La condamnation à perpétuité du militant pacifiste anglophone Abdu Karim Ali par le tribunal militaire de Yaoundé est un affront à la justice, une insulte aux droits humains et une sombre illustration de la répression systématique qui frappe les voix dissidentes au Cameroun. Amnesty International a qualifié ce verdict de « honteux » et exige la libération immédiate et inconditionnelle de ce défenseur des droits humains, emprisonné pour le seul crime d’avoir dénoncé des atrocités.

Un procès inique, une condamnation politique

Arrêté sans mandat en août 2022 à Bamenda, Abdu Karim Ali, fondateur du Centre de recherche sur la paix, a passé près de trois ans en détention arbitraire avant d’être jugé par un tribunal militaire pour des accusations aussi vagues que « faits d’hostilité contre la patrie » et « sécession ». Son véritable tort ? Avoir diffusé une vidéo dénonçant les exactions de « Moja Moja », un chef de milice pro-gouvernementale accusé de torturer des civils dans la région anglophone du Sud-Ouest.

Plutôt que d’enquêter sur ces crimes, les autorités camerounaises ont choisi de faire taire celui qui les révélait. En mai 2024, Karim Ali a refusé de reconnaître la légitimité du tribunal militaire, contestant sa compétence dans une lettre poignante. Condamné par contumace, il a été frappé d’une peine maximale, sans preuves tangibles, sans procès équitable.
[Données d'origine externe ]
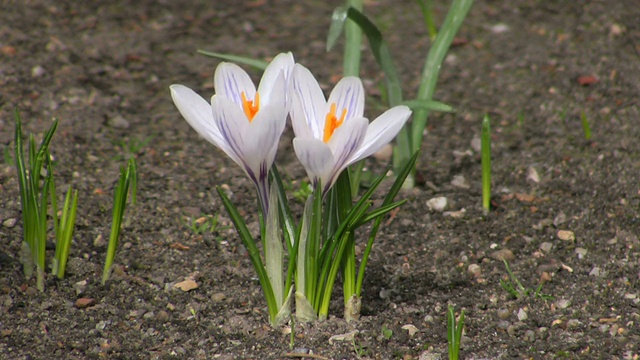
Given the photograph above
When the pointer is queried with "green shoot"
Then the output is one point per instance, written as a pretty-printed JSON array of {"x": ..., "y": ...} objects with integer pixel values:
[
  {"x": 585, "y": 126},
  {"x": 485, "y": 150},
  {"x": 454, "y": 332},
  {"x": 410, "y": 138},
  {"x": 303, "y": 193},
  {"x": 63, "y": 229},
  {"x": 513, "y": 286},
  {"x": 34, "y": 199},
  {"x": 133, "y": 146},
  {"x": 426, "y": 7},
  {"x": 7, "y": 156},
  {"x": 386, "y": 332},
  {"x": 258, "y": 64},
  {"x": 203, "y": 224},
  {"x": 127, "y": 181}
]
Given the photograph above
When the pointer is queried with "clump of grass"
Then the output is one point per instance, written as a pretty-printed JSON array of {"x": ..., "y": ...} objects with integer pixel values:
[
  {"x": 35, "y": 197},
  {"x": 127, "y": 182},
  {"x": 513, "y": 286},
  {"x": 485, "y": 151},
  {"x": 203, "y": 224},
  {"x": 585, "y": 126},
  {"x": 454, "y": 332}
]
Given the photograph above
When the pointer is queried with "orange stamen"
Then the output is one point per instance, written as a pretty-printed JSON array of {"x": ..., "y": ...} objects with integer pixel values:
[
  {"x": 250, "y": 107},
  {"x": 332, "y": 122}
]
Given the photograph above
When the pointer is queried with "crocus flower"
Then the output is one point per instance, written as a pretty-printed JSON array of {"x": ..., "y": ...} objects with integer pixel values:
[
  {"x": 243, "y": 122},
  {"x": 331, "y": 135}
]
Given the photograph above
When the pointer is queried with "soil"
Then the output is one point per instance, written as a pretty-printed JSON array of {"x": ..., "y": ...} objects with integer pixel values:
[{"x": 565, "y": 208}]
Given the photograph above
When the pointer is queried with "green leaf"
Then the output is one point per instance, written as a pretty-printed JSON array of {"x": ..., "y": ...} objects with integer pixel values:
[
  {"x": 379, "y": 48},
  {"x": 258, "y": 64},
  {"x": 254, "y": 254},
  {"x": 430, "y": 105}
]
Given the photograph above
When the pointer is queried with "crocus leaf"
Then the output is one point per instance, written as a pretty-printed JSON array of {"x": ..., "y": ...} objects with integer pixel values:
[
  {"x": 430, "y": 105},
  {"x": 258, "y": 64}
]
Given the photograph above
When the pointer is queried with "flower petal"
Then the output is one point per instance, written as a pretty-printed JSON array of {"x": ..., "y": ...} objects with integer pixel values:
[
  {"x": 308, "y": 111},
  {"x": 315, "y": 156},
  {"x": 231, "y": 81},
  {"x": 262, "y": 137},
  {"x": 347, "y": 94},
  {"x": 232, "y": 123},
  {"x": 281, "y": 64},
  {"x": 382, "y": 131},
  {"x": 197, "y": 112},
  {"x": 346, "y": 140}
]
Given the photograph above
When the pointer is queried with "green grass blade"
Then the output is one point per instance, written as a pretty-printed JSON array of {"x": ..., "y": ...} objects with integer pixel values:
[
  {"x": 254, "y": 253},
  {"x": 451, "y": 332},
  {"x": 391, "y": 195},
  {"x": 68, "y": 225},
  {"x": 258, "y": 64},
  {"x": 25, "y": 189},
  {"x": 456, "y": 15},
  {"x": 585, "y": 126},
  {"x": 353, "y": 42},
  {"x": 485, "y": 151},
  {"x": 426, "y": 7}
]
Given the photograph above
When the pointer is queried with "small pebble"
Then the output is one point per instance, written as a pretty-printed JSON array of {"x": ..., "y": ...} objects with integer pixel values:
[
  {"x": 546, "y": 246},
  {"x": 83, "y": 303},
  {"x": 162, "y": 316},
  {"x": 529, "y": 336},
  {"x": 80, "y": 286},
  {"x": 218, "y": 297},
  {"x": 455, "y": 214},
  {"x": 503, "y": 314},
  {"x": 522, "y": 315},
  {"x": 99, "y": 241},
  {"x": 411, "y": 329},
  {"x": 9, "y": 223},
  {"x": 118, "y": 122},
  {"x": 474, "y": 270},
  {"x": 566, "y": 235},
  {"x": 573, "y": 323},
  {"x": 384, "y": 154},
  {"x": 499, "y": 28},
  {"x": 37, "y": 71},
  {"x": 563, "y": 303},
  {"x": 532, "y": 175},
  {"x": 582, "y": 252},
  {"x": 438, "y": 204},
  {"x": 560, "y": 219},
  {"x": 503, "y": 255},
  {"x": 186, "y": 285},
  {"x": 459, "y": 181}
]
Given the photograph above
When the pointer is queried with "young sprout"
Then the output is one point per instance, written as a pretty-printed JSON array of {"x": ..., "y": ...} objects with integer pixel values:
[
  {"x": 63, "y": 228},
  {"x": 585, "y": 126},
  {"x": 454, "y": 332},
  {"x": 485, "y": 150},
  {"x": 34, "y": 199},
  {"x": 128, "y": 180},
  {"x": 513, "y": 286}
]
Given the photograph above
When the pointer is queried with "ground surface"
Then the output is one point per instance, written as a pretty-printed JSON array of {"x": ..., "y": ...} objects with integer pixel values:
[{"x": 534, "y": 66}]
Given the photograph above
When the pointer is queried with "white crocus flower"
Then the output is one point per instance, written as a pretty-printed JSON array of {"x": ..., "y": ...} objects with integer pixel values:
[
  {"x": 243, "y": 122},
  {"x": 331, "y": 135}
]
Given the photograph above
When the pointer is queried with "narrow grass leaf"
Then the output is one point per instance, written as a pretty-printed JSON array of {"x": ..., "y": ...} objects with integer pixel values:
[
  {"x": 391, "y": 195},
  {"x": 258, "y": 64},
  {"x": 254, "y": 254},
  {"x": 430, "y": 105},
  {"x": 485, "y": 151}
]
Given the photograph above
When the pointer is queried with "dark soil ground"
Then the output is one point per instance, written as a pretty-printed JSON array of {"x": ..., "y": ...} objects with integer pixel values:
[{"x": 534, "y": 66}]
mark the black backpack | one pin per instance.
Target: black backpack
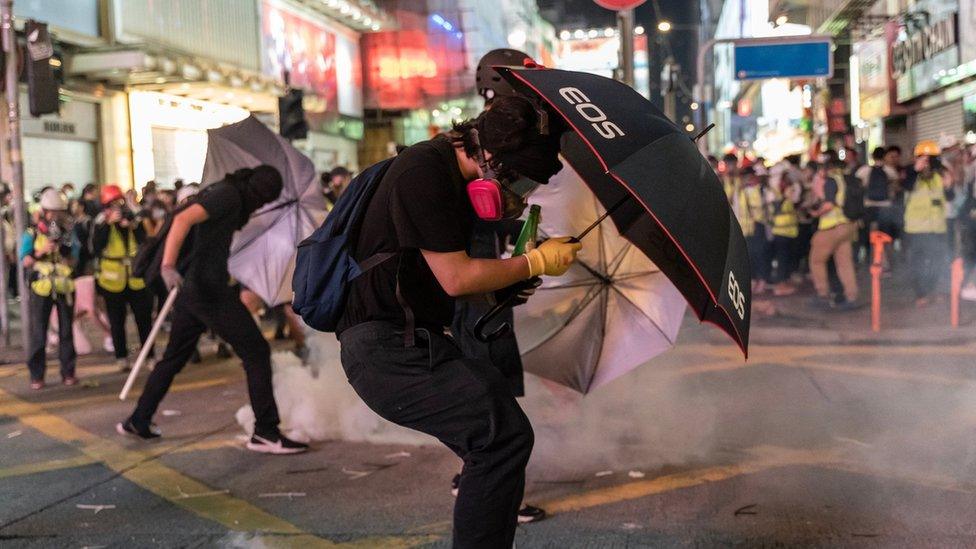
(853, 198)
(877, 184)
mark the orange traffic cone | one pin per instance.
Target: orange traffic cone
(955, 287)
(878, 241)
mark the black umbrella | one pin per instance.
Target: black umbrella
(662, 194)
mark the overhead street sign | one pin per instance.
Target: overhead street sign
(783, 57)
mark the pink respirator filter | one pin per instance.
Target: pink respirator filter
(486, 198)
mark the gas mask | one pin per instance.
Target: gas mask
(495, 197)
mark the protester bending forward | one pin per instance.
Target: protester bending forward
(208, 299)
(833, 239)
(116, 236)
(394, 349)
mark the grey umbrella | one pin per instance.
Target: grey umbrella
(263, 253)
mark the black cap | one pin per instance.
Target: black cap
(489, 83)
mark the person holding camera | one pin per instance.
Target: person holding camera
(927, 193)
(116, 235)
(49, 252)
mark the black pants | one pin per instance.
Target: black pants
(40, 308)
(141, 303)
(233, 323)
(465, 403)
(927, 259)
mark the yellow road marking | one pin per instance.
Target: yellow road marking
(865, 371)
(45, 466)
(82, 460)
(232, 513)
(687, 479)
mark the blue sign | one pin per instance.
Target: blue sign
(809, 57)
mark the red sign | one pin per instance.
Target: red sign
(415, 66)
(745, 107)
(619, 5)
(303, 48)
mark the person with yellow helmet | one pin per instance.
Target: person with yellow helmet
(49, 252)
(116, 236)
(927, 195)
(834, 235)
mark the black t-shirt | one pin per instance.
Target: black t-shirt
(421, 204)
(206, 277)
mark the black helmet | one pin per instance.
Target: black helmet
(489, 83)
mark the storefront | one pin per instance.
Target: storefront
(169, 135)
(318, 54)
(61, 148)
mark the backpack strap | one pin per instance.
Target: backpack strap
(409, 321)
(374, 260)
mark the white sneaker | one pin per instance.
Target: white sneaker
(968, 292)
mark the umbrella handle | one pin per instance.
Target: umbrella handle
(501, 331)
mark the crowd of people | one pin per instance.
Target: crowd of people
(814, 220)
(78, 254)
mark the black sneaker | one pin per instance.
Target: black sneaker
(845, 306)
(275, 444)
(223, 351)
(529, 514)
(128, 428)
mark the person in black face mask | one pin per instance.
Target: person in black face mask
(209, 299)
(393, 345)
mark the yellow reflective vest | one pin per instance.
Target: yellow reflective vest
(114, 272)
(785, 221)
(925, 206)
(51, 274)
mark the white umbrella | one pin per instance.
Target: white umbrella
(262, 256)
(613, 311)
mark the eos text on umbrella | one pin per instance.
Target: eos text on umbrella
(592, 113)
(738, 298)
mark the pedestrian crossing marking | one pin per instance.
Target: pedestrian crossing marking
(143, 469)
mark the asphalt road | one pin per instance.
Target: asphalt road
(813, 446)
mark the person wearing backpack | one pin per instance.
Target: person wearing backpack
(927, 194)
(835, 233)
(877, 195)
(394, 350)
(208, 298)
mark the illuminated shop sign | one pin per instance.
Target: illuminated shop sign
(923, 44)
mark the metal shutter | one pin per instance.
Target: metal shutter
(944, 119)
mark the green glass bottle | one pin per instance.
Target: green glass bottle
(530, 231)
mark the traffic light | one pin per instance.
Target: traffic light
(42, 87)
(291, 114)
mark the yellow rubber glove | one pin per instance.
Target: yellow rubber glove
(553, 257)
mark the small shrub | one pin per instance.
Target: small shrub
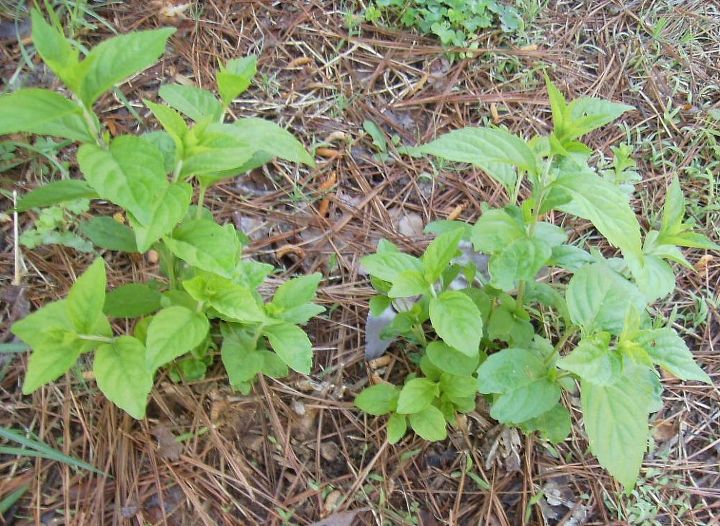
(481, 321)
(210, 294)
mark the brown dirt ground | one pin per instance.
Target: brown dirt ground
(296, 451)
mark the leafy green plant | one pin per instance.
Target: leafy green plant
(483, 317)
(210, 294)
(455, 22)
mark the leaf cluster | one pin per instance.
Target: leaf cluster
(477, 309)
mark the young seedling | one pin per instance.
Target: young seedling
(210, 293)
(478, 329)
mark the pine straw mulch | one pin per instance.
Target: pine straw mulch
(296, 451)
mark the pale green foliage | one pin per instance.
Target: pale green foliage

« Ce jugement est une parodie de justice, a déclaré Marceau Sivieude, directeur régional par intérim d’Amnesty International pour l’Afrique de l’Ouest et l’Afrique centrale. Condamner un homme à la prison à vie pour avoir exercé son droit à la liberté d’expression est une violation flagrante du droit international. »

Une détention cruelle, une résistance inébranlable

Avant même son procès, Abdu Karim Ali a subi des conditions de détention inhumaines : 84 jours d’isolement, dont quatre au secret dans un poste de police militaire, sans accès à un avocat ni à sa famille. Son avocat, interrogé par Amnesty International, affirme que son client est victime d’une « persécution politique » ciblant ses origines anglophones, son engagement associatif et ses critiques envers le gouvernement.

Pourtant, Karim Ali n’a jamais prôné la violence. Au contraire, il était un fervent partisan du dialogue, promouvant la médiation suisse pour résoudre la crise anglophone. Son crime ? Avoir cru que la justice camerounaise pouvait encore entendre la voix des opprimés.

Un système judiciaire instrumentalisé

Le cas d’Abdu Karim Ali n’est malheureusement pas isolé. Des centaines de Camerounais anglophones croupissent dans les prisons pour avoir participé à des manifestations pacifiques ou exprimé leur désaccord avec le gouvernement. Parmi eux, des figures comme Mancho Bibixy Tse ou Tsi Conrad, dont la libération a pourtant été ordonnée par le Groupe de travail des Nations unies sur la détention arbitraire. En vain.

Les tribunaux militaires, normalement réservés aux crimes de guerre, sont régulièrement utilisés pour réprimer l’opposition politique et la société civile. Trente-huit militants du Mouvement pour la Renaissance du Cameroun (MRC) sont toujours détenus depuis septembre 2020 pour avoir manifesté pacifiquement.

Un appel international ignoré

En février 2023, Amnesty International avait déjà alerté sur la détention illégale d’Abdu Karim Ali. Aujourd’hui, l’organisation renouvelle son appel : le Cameroun doit libérer immédiatement tous les prisonniers d’opinion, mettre fin à l’utilisation abusive des tribunaux militaires et respecter ses engagements internationaux en matière de droits humains.

La communauté internationale ne peut rester silencieuse face à cette escalade répressive. Les partenaires du Cameroun, notamment l’Union africaine et les Nations unies, doivent exiger des comptes et conditionner leur coopération au respect des libertés fondamentales.

La justice, otage du pouvoir

La condamnation d’Abdu Karim Ali n’est pas seulement une injustice criante – c’est un message adressé à tous ceux qui osent critiquer le régime. Mais ce message, loin d’étouffer la dissidence, pourrait bien attiser les flammes du mécontentement.

En emprisonnant un pacifiste, le Cameroun s’enfonce un peu plus dans l’autoritarisme. Et en le condamnant à perpétuité, il prouve au monde entier que dans ce pays, la justice n’est plus qu’une arme aux mains du pouvoir.

Abdu Karim Ali doit être libéré. La justice, elle, reste à condamner.